The IOP’s preliminary research, supported by Ibec and titled Paradigm Shift, shows physics-based businesses in Ireland are already facing critical skills shortages, which is preventing investment in research and innovation:
— 46% of respondents cited skills shortages as a key challenge to undertaking R&D/innovation activity.
— In addition, 95% said they experienced difficulties recruiting across the board, both for specialist and technical skills, but also for manufacturing and commercial roles.
— The result of these skills shortages means 61% of respondents said R&D/innovation activity had to be suspended or delayed in the past five years.
— In order to address the critical skills shortage, many companies looked further afield, with a third (33%) of respondents recruiting from outside the UK or Ireland.
Increased public funding required
While the IOP commends Government support for research and innovation – evident through Government’s recent Impact 2030 report – Paradigm Shift highlights the inherent need for increased public funding to ensure R&D can continue. To put it in context, 70% of respondents said public funding had helped fill financing gaps, without which the activities would not have been undertaken.
Looking ahead, 65% of respondents said greater access to direct funding for early-stage R&D could encourage more R&D/innovation activity, while 65% also noted long-term funding schemes could encourage more activity in the next five years.
In addition, greater access to finance, such as loans, was highlighted by 65% of respondents as a policy enhancement that would allow them to undertake more R&D/innovation activity.
Commenting, Tom Grinyer, Institute of Physics CEO, said: “Today we launch our new consultation with a warning that a failure to invest in physics R&D could cost Ireland the opportunity to create over 80,000 jobs. Our R&D Blueprint, which will gather insights from the wider physics community, will enable us to make key recommendations to Government and policymakers to ensure Ireland does not lose out on essential job opportunities.

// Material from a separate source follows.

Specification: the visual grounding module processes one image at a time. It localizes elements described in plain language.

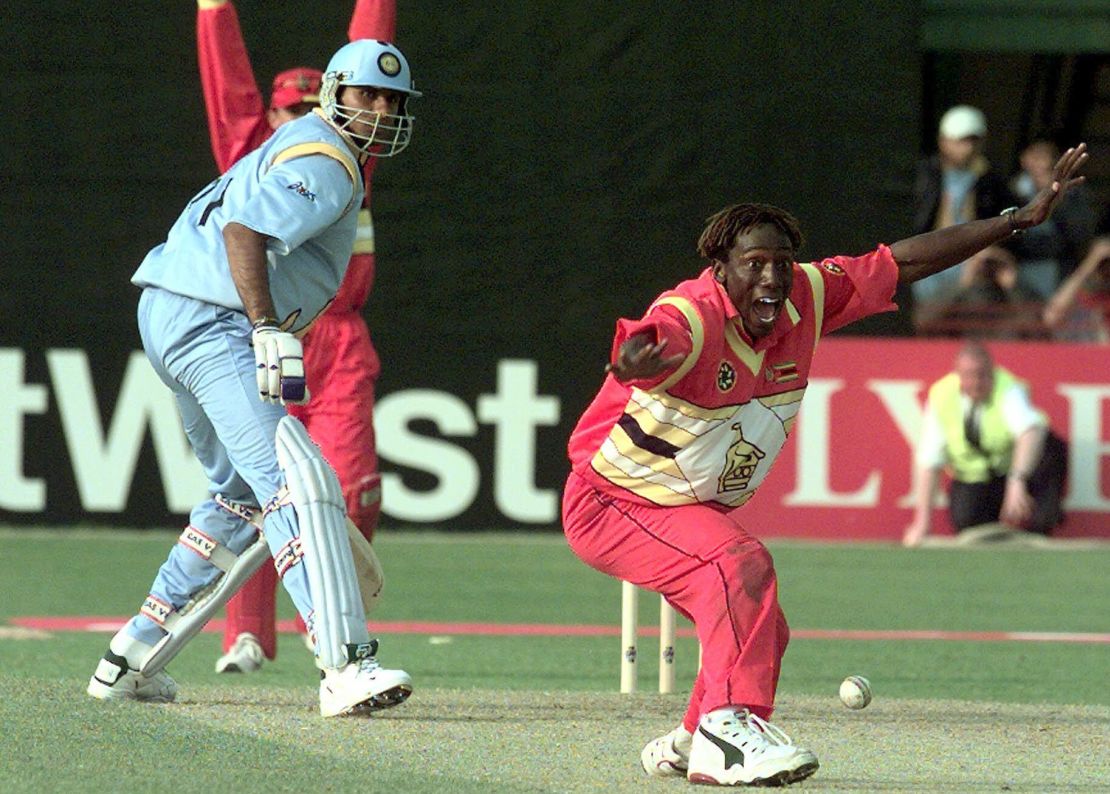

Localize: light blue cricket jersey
[131,113,363,332]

We are at a crucial point, as our preliminary research shows companies are already experiencing critical skills shortages, which is hampering growth, and are now looking abroad to fill these positions. As a driver of innovation, investment in physics R&D means vital industry will be embedded in Ireland and the resulting benefits will be seen here.”
Professor Philip Nolan, Director General, Science Foundation Ireland, said: “The IOP’s new consultation is vital for the physics sector and the wider research and innovation community, as gathering views from the community will be key in enabling the IOP to make well-informed recommendations to Government and will help us adapt our strategies better to support physics research and physics-based innovation.
The IOP’s preliminary research clearly shows there are important opportunities to be grasped if we are to accelerate physics-based innovation, and just how essential the Government’s support is in enabling innovation. I encourage those in industry to input into the IOP’s consultation so we can seize these opportunities and ensure a thriving physics R&D system in Ireland.”
Dr Sinead Keogh, Head of Sectors and Director, Ibec Medtech & Engineering Sectors, added: “Physics is an essential element in enabling new, ground-breaking technologies to be developed, which in turn can enhance Ireland’s competitiveness. It is absolutely paramount that we invest in R&D to promote growth in the sector. While Government’s Impact 2030 report is a positive step, the IOP’s research clearly shows more public funding is required. As we look to the future, we must increase investment in R&D to address the evident skills shortage and drive job creation across the country.”